Zo is het, dat Wij, de Raad van State gehoord, en met gemeen overleg der Staten-Generaal, hebben goedgevonden en verstaan, gelijk Wij goedvinden en verstaan bij deze:

ARTIKEL I. WERKLOOSHEIDSWET

De Werkloosheidswet wordt als volgt gewijzigd:

A

Artikel 85, eerste lid, wordt vervangen door:

1. Het deel van de premie dat ten gunste komt van het wachtgeldfonds wordt door het Landelijk instituut sociale verzekeringen bepaald op een percentage van het loon van de werknemer dat voor verschillende categorieën van werkgevers kan verschillen. Bij algemene maatregel van bestuur kunnen hieromtrent nadere regels worden gesteld.

B

In artikel 90, eerste lid, onderdeel a, van de Werkloosheidswet wordt «de eerste dertien weken» vervangen door: de eerste zes maanden.

C

De eerste zin van artikel 94 wordt vervangen door: Het Landelijk instituut sociale verzekeringen stelt elk jaar voor elk wachtgeldfonds afzonderlijk een maximum vast dat in een boekjaar op grond van artikel 90 ten laste van dat wachtgeldfonds komt.

D

Artikel 102 wordt vervangen door:

Artikel 102

1. Het Landelijk instituut sociale verzekeringen stelt voor een sector als bedoeld in artikel 51, eerste lid, van de Organisatiewet sociale verzekeringen 1997 een wachtgeldfonds in.

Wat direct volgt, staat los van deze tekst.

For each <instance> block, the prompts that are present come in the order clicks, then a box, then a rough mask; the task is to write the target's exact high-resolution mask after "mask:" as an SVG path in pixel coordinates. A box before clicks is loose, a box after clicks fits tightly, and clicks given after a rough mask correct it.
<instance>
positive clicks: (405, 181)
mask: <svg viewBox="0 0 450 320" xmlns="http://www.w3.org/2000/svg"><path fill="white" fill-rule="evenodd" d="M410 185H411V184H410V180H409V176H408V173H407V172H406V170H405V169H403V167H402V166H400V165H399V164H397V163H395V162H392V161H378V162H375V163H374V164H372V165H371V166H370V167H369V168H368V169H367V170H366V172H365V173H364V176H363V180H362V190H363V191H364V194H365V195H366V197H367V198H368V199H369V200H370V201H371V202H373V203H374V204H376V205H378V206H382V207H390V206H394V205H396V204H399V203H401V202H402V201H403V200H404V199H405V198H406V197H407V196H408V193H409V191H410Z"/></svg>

2. Het Landelijk instituut sociale verzekeringen beheert de middelen, bedoeld in artikel 89, en de uitgaven, bedoeld in artikel 90, eerste lid, gezamenlijk en administreert deze middelen en uitgaven met betrekking tot elk wachtgeldfonds afzonderlijk.

E

Aan artikel 116 wordt een derde lid toegevoegd, luidende:

3. Een door het Landelijk instituut sociale verzekeringen vastgesteld maximum als bedoeld in artikel 94, eerste zin, behoeft goedkeuring van Onze Minister. Indien Onze Minister zijn goedkeuring onthoudt aan het door het Landelijk instituut sociale verzekeringen vastgestelde maximum, stelt hij dat zelf vast.

ARTIKEL II. INWERKINGTREDING

Deze wet treedt in werking met ingang van 1 januari 1998.

Lasten en bevelen dat deze in het Staatsblad zal worden geplaatst en dat alle ministeries, autoriteiten, colleges en ambtenaren wie zulks aangaat, aan de nauwkeurige uitvoering de hand zullen houden.